Mauricette Beaussart - VAPEURS (1)

L’actualité littéraire a remis en lumière l’activité passée de Madame Mauricette Beaussart lorsqu’elle s’essayait à la critique dans les années 80. C’est avec son accord que nous aurons dans les semaines qui viennent, le plaisir de vous présenter les chroniques qu’elle écrivit du mois d’octobre 1987 au mois de juin 1988 dans les pages du poézine « Le Dépli Amoureux ».

Vapeurs (1)
par Mauricette Beaussart
Le Dépli amoureux n° 41, octobre 1987.

En octobre, c'était la rentrée des classes et, invariablement, la maîtresse d'école donnait, comme sujet de première rédaction, aux grandes du Certificat d'Etudes : "C'est l'automne. Décrivez la nature à cette époque de l'année." Quand j'atteignis le Cours de Fin d'Etudes, comme les filles des années précédentes, je rédigeai les clichés habituels sur les jours qui raccourcissent, le brouillard matinal, les labours fumants ou la récolte des fruits. Je n'écrivais rien sur l'ouverture de la chasse car je pensais que les chasseurs avaient l'esprit aussi boueux que leurs bottes. Par contre, je m'attardais longuement sur la cueillette des noisettes, le ramassage des noix, les promenades à la recherche des rosés dans les prairies (on n'osait pas écrire "dans les pâtures"). Maintenant, je cueille les fruits littéraires en toutes saisons. Suis-je aussi mûre que les fruits de mon enfance ? C'est ce que semblent penser Dan et Guy Ferdinande qui ont pris le risque de me confier cet espace dans le DEPLI AMOUREUX.
En cet automne de 1987, la récolte des poires ne sera pas ce qu'elle aurait dû être. Elle va me manquer cette POIRE D'ANGOISSE dont je me tartinais les neurones depuis bientôt 4 ans. Elle disparaît à son 132ème numéro sur une dernière image, ô combien symbolique ! "Autant en emporte le vent !", semble nous dire le gracieux postérieur féminin de la 4ème de couverture. En vérité le vent a déjà emporté beaucoup de ces revues que nous aimons ; mais l'esprit souffle toujours, même pendant les accalmies. Je veux ici saluer le travail de Didier Moulinier. A travers les 132 numéros de sa revue, il m'a fait découvrir tout un monde, la laideur et la beauté, la douleur et le plaisir, la poésie et l'humour, la mort et le rire. Lorsque j'appris qu’il cessait de publier sa revue, et la tristesse première évacuée, un sentiment de satisfaction me remplit en pensant au soulagement qui devait être le sien. Ce n'est pas impunément que l'on publie, à cette cadence, et dans l'esprit de liberté qui la caractérisait, une telle revue dans un environnement général de plus on plus avachissant (*). Didier Moulinier a choisi de publier LA POIRE D'ANGOISSE. Il a choisi d'en faire cesser la parution. Tout est bien.

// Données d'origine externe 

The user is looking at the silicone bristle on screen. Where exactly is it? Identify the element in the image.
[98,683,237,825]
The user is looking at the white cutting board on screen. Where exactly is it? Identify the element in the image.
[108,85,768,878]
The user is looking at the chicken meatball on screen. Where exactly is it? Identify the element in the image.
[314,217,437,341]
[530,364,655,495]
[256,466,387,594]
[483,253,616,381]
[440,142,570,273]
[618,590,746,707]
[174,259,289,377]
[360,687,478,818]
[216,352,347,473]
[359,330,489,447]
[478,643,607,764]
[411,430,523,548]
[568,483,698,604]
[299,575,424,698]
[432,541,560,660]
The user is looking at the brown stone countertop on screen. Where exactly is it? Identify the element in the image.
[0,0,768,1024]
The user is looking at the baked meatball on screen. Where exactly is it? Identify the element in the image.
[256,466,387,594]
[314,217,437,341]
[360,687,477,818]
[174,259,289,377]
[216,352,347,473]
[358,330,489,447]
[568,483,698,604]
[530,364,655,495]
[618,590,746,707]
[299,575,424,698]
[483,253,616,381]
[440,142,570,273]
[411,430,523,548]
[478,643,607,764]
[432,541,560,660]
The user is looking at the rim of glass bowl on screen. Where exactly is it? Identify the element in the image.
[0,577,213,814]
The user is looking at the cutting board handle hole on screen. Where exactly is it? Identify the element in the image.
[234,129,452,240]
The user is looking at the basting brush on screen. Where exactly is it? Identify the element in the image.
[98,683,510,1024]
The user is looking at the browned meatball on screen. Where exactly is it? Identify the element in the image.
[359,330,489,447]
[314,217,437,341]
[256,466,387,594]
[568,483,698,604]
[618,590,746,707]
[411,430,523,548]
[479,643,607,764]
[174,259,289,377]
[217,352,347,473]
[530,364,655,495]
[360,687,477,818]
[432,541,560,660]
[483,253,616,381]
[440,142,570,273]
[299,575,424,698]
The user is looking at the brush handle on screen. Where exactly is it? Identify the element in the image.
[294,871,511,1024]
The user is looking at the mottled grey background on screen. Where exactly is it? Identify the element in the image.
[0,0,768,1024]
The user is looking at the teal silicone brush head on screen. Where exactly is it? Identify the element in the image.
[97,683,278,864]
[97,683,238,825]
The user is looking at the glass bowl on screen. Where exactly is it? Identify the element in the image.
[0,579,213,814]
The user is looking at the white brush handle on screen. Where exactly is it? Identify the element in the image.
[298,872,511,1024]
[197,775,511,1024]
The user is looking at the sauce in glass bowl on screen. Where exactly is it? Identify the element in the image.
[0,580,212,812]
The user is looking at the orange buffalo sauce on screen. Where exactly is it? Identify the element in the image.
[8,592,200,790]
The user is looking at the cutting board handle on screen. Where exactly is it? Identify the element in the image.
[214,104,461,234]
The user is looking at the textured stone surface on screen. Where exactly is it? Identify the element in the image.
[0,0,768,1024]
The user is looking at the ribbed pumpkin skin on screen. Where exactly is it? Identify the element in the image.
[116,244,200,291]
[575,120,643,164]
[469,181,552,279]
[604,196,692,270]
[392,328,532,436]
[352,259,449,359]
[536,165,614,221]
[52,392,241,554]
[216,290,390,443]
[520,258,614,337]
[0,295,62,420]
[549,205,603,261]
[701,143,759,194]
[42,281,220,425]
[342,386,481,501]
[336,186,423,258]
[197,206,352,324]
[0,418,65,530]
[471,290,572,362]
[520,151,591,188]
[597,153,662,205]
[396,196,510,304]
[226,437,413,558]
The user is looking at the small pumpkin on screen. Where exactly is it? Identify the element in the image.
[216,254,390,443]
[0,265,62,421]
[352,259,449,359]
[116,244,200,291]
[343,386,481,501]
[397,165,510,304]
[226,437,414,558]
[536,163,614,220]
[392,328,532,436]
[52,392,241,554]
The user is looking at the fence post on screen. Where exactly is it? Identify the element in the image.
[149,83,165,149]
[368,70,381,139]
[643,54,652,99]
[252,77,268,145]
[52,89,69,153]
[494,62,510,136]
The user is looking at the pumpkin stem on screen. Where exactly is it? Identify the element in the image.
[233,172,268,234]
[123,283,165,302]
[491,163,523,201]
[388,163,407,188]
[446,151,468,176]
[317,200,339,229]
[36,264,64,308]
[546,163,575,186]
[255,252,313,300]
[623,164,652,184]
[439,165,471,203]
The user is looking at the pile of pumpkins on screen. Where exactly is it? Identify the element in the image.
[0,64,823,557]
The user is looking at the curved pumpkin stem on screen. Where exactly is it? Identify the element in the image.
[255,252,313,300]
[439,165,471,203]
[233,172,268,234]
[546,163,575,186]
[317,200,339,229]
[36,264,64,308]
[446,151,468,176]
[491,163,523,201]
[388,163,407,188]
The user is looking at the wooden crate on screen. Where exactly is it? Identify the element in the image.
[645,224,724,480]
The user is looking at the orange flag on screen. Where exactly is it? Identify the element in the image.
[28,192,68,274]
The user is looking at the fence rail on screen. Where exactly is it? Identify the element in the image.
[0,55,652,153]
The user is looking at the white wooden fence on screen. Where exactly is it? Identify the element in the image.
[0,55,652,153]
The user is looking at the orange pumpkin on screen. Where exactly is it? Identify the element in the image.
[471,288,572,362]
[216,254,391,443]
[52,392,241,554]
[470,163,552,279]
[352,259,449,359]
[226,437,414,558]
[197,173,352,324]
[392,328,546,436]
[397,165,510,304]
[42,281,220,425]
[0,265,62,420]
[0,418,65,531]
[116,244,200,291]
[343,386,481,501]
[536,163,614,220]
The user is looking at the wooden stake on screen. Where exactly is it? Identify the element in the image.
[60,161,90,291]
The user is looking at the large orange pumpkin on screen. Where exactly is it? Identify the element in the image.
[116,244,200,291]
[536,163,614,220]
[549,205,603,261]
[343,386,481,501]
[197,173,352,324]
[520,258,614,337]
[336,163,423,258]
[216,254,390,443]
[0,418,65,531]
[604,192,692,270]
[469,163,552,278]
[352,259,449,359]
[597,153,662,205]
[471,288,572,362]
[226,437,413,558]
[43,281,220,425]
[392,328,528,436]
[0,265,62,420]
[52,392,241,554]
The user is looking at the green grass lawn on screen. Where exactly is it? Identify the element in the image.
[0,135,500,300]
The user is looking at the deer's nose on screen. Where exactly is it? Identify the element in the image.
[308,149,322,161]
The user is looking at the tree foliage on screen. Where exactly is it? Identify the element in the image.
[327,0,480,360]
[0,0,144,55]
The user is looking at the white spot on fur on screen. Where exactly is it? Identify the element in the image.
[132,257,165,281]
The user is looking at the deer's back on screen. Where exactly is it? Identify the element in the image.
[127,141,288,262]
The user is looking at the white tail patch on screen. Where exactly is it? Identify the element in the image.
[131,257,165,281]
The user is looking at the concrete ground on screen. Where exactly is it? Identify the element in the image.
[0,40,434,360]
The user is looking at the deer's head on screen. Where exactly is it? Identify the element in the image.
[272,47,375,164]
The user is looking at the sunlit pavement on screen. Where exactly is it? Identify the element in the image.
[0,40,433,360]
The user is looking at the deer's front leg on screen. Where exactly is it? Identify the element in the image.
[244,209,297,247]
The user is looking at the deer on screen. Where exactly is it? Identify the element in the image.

Je ne chroniquerai donc jamais LA POIRE D'ANGOISSE, mais bien d'autres revues ont trouvé ou trouvent l'entrée de ma boîte aux lettres. J'en parlerai donc, ici ou ailleurs, maintenant ou demain. A l'heure où le tube fécal cathodique nous propose des émissions dites littéraires, dans lesquelles des politiciens parasites, des viandes sportives ou des vampires publicitaires viennent faire étalage de leur fatuité, de leur bêtise ou de leur cynisme, il est réconfortant de voir que le monde des revues reste actif, vigilant et risque-tout.
J'en veux pour preuve l'existence d'une revue comme L'INVENTION DE LA PICARDIE. Je n'en finirais pas d'aligner les adjectifs qualificatifs à son propos. Je me contente d'écrire que L'INVENTION DE LA PICARDIE est une revue admirable et essentielle. En voici le deuxième numéro dans lequel nous retrouvons le tripode primordial : Ivar Ch'Vavar, Flip-Donald Tyètdégvau et Martial Lengellé, accompagnés d'invités de choix comme Pierre Garnier et la poésie spatialiste, Gilles Laprévotte élargissant l'espace, Michel Debray qui manipule le condensateur à lames variables, - nostalgiquement, Gaston Criel en bricoleur de mots qui sait de quoi il écrit, Guy Ferdinande qui dresse le constat à l'amer puis redresse la bête de son stylo, Christophe Petchanatz aux paupières serrées saisissant des visions braisées.
L'INVENTION DE LA PICARDIE arpente le versant provincial historique et linguistique avec une étude sur Jean-Baptiste-Louis Gresset (1709-1777), "l'injolemint de Coùla é Miquèle" publié anonymement en 1634, l'origine de Gayant, le géant douaisien... Mais ce qui motive encore davantage mon admiration, ce sont les textes signés Ivar Ch'Vavar, Martial Lengellé, Flip-Donald Tyètdégvau et aussi Ghislain Biblocque et Konrad Schmitt. Ceci est de la poésie, celle qui vous fait vibrer, qui vous exalte, qui vous hallucine, qui vous fait éclater de rire ou sangloter, qui vous met mal à l'aise ou qui vous fait fourmiller la cervelle. Je ne voudrais pas trop dithyramber, mais les "Colonnes" de Martial Lengellé, en même temps qu'elles renouvellent la forme du vers, fournissent naturellement un aliment combustible pour ma carburation névrotique. Ça sent l'être humain, ça n'est pas de la purée de vocables ! La suite de textes de Konrad Schmitt intitulée "La Libidoche" est à couper le souffle. Dans sa série "A la communale", Ch'Vavar réussit le prodige d'une écriture nostalgique à la fois grinçante et émouvante. Je retiens encore le "Premier Fragment Berckois" de Flip-Donald Tyètdégvau, un texte hallucinant de malaise et de mystique argileuse qui vaut son pesant d'antibiotiques ! A quoi répond l'hilarant voyage psychédélique de Ghislain Biblocque sur la même plage de Berck. La polémique n'est pas absente avec une lettre de Roland Wulverdinghe qui s'en prend aux poètes chiants, et j'en connais aussi. Et Riquier Carrette qui règle son compte aux cuistres universitaires, charognards perchés sur la tombe du grand Verlaine. "Que votre parole soit oui, oui, non, non ; ce que l'on y ajoute vient du malin." (Matth. 5-37). Pourtant, une chose encore, lisez et relisez L'INVENTION DE LA PICARDIE.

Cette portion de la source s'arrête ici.